The documentary explored some of the many ways our visual perception does not see everything because it physically can’t. To see everything would take more complex eyes and too much processing power, more than the human brain can accomplish, so the brain performs various short-cuts to estimate and predict the rest. It stitches together all these predicted estimates into what we think we see, but most of what we see within our field of view is just a guess created by our minds.
I love stuff like this. It challenges everything we believe to be true. I strongly believe that the human mind is unlikely able to understand the true universe, and in our struggle to do so we create rules that make sense to us, and we fail to see the rest because it’s too difficult to incorporate. Studies like those highlighted in the documentary prove that what we see isn’t everything; we only see what we expect to see not what’s actually there.

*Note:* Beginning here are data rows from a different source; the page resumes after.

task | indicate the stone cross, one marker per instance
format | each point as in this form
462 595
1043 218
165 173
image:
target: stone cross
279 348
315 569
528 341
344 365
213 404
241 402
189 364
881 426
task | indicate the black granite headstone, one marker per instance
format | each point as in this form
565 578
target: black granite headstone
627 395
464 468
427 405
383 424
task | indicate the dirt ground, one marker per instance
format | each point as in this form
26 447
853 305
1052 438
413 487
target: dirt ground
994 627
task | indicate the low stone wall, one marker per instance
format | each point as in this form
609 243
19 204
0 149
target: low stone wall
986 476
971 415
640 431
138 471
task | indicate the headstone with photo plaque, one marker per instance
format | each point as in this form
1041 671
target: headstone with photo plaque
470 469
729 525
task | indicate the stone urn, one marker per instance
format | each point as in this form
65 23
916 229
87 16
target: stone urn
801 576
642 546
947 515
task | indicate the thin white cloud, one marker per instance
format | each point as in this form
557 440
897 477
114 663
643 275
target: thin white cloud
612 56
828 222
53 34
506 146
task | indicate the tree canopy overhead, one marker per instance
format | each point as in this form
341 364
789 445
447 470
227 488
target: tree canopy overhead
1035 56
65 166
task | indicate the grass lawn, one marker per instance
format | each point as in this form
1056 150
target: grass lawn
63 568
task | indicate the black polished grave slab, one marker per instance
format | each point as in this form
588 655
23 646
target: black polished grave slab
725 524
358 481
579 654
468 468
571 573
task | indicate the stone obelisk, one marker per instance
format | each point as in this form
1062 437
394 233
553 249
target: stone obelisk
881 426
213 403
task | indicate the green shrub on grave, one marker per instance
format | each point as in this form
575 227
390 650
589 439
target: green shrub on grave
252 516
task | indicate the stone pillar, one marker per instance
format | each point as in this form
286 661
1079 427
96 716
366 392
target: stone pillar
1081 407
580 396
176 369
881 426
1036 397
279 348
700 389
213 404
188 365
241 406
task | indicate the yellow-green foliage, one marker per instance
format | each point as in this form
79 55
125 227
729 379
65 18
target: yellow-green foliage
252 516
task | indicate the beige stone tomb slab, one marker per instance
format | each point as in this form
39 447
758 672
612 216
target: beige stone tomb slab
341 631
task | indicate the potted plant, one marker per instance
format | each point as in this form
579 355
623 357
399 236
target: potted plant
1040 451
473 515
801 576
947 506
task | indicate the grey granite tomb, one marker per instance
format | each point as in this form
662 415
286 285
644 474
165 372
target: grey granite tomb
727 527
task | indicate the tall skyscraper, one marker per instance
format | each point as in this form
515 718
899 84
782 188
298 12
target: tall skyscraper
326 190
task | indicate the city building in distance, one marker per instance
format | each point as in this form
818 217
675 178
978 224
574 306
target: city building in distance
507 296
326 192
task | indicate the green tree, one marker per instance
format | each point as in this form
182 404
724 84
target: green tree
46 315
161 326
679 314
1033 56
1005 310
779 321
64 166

If one expects to see blue; they see blue. However, someone else may see white. One may hear the name Laurel when someone else hears Yanny. These conflicts aren’t from a flaw in anyone; it’s from each individual brain’s guess as to what it is. Both are right; both brains make separate realities based on what it believes it perceives.
As I let these concepts stew in my brain, I began to wonder about supernatural occurrences people report seeing, such as the “Shadow People” as they have come to be called in some circles.
People who see shadow people report that they quietly watch and follow, and exude a vibe that ranges from curiosity to threatening, often that latter. Some are even attacked by these shadow people. The reports have similarities to ghost sightings with the prime difference being shadow people are pitch black, even darker than nearby shadows and sometimes with visible eyes; they are often tied to shadows that they slip in and out of as if to allow them a place to hide and are able to use those same shadows to travel undetected by humans.
Even I once saw these shadow people peeking through a window at odd angles that would require a human to hang from the roof or stick to the side of the house. Most of them had red eyes and seemed to smile as if trying to scare me, but I don’t remember seeing any mouths. Granted this was after some serious sleep deprivation, so I chalked it up to my brain struggling with a lack of sleep. But the unsettling sense of fear still seems anchored to that memory.
Since tests prove most of what we see are guesses made by the brain, are these brains inclined to believe in ghosts or shadow people so they incorporate that belief into its estimation, along with inquiring or fear sensations, or do these brains sense something just out of reach of regular perception and fails at guessing what it is and scares itself because it doesn’t know how to interpret the sensation?
Both avenues are fascinating and unsettling. We know so little about our reality and our brain’s functions it takes to guess at what that reality is. I’m not sure we’ll ever know, but I admire the scientists who dare question reality so that maybe one day we might be able to have a better guess as what is really there for those who see nothing and for those who see fear.